“Hi, John McCain. This is Alex. And he’s my first. So far his talents include trying any new food and chasing after our dog. That, and making my heart pound every time I look at him. And so, John McCain, when you say you would stay in Iraq for 100 years, were you counting on Alex? Because if you were, you can’t have him.”Now, Kristol has a rare moment of lucidity when he points out that McCain's statement was in a context of a prolonged peacetime presence such as we have in Germany and Japan and that the implication of the ad is that he envisions a prolonged war. One might point out in response that does, however, speak volumes about his desire to have permanent bases in Iraq, exactly the sort of thing the Bush administration is claiming that it doesn't want.
However, as if he were unaccustomed to accuracy, he then quotes the mother of a soldier who said--
“Does that mean that she wants other people’s sons to keep the wolves at bay so that her son can live a life of complete narcissism? What is it she thinks happens in the world? ... Someone has to stand between our society and danger. If not my son, then who? If not little Alex then someone else will have to stand and deliver. Someone’s son, somewhere.”This presupposes that what McCain wants is to only use our soldiers when our society is in danger. The problem with that is that such a danger didn't exist either in Iraq, and still doesn't, or in Iran, about which he likes to sing songs about bombing. There is also nothing in the ad that could reasonably support the implication that the mother wants her son to live a life of complete narcissism. Perhaps she envisions her son being a teacher rather than putting his life on the line for the type of neo-con pipe dream that Messrs. McCain and Kristol like to play around with.
Kristol caps off his delusional interpretation of the ad with
The MoveOn ad is unapologetic in its selfishness, and barely disguised in its disdain for those who have chosen to serve — and its contempt for those parents who might be proud of sons and daughters who are serving. The ad boldly embraces a vision of a selfish and infantilized America, suggesting that military service and sacrifice are unnecessary and deplorable relics of the past.

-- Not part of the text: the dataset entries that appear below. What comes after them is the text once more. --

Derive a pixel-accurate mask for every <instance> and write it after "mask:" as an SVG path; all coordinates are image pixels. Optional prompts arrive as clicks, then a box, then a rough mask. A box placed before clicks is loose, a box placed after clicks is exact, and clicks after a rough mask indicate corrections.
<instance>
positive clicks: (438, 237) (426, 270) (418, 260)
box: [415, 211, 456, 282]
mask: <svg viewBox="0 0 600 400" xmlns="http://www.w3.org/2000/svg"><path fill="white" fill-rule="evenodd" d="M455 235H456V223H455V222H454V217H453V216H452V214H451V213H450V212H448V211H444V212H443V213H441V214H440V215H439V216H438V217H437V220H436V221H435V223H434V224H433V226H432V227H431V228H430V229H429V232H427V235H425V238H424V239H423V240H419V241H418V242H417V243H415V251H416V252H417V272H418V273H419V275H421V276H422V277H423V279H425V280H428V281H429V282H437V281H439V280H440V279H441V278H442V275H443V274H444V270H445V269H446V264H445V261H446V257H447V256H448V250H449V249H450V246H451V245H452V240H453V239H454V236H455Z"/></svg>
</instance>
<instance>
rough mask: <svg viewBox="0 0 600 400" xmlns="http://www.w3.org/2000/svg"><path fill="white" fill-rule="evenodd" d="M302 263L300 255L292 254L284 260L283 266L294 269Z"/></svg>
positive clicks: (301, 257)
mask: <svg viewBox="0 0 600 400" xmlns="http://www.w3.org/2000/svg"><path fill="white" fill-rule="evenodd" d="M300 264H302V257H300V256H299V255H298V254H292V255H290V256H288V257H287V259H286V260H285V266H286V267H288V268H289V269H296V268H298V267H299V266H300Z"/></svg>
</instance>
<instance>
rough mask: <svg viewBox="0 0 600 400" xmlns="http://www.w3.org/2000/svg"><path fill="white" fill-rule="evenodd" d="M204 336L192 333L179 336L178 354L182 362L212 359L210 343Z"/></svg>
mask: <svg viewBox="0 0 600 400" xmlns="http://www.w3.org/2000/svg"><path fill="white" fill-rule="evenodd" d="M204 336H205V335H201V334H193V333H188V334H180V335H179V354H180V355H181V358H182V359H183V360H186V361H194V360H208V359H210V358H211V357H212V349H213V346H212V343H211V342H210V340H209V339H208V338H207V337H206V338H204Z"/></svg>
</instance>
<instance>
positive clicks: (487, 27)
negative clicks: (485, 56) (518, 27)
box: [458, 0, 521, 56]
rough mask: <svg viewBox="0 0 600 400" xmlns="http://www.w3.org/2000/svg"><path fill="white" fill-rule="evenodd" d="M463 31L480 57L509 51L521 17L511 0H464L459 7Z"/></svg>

And the sole responsibility of others.
He has tremendous balls to try to pass that off as the thrust of the ad when the language clearly is aimed at McCain's Iraq policy.
What really calls for the extra helping of chutzpah is when he presumes to accuse other people of considering that military sacrifice is the responsibility of others when many of his neo-con fellow travelers actually acted on exactly that consideration.
People like the President, who pulled strings to get into a National Guard unit that, as such, wouldn't face being deployed to Vietnam, and then failed to put in his time.
People like the Vice President who took five draft deferments because he had "other priorities".
People like Newt Gingrich, Paul Wolfowitz and Richard Perle who spent some or all of the second half of the 60s in grad school.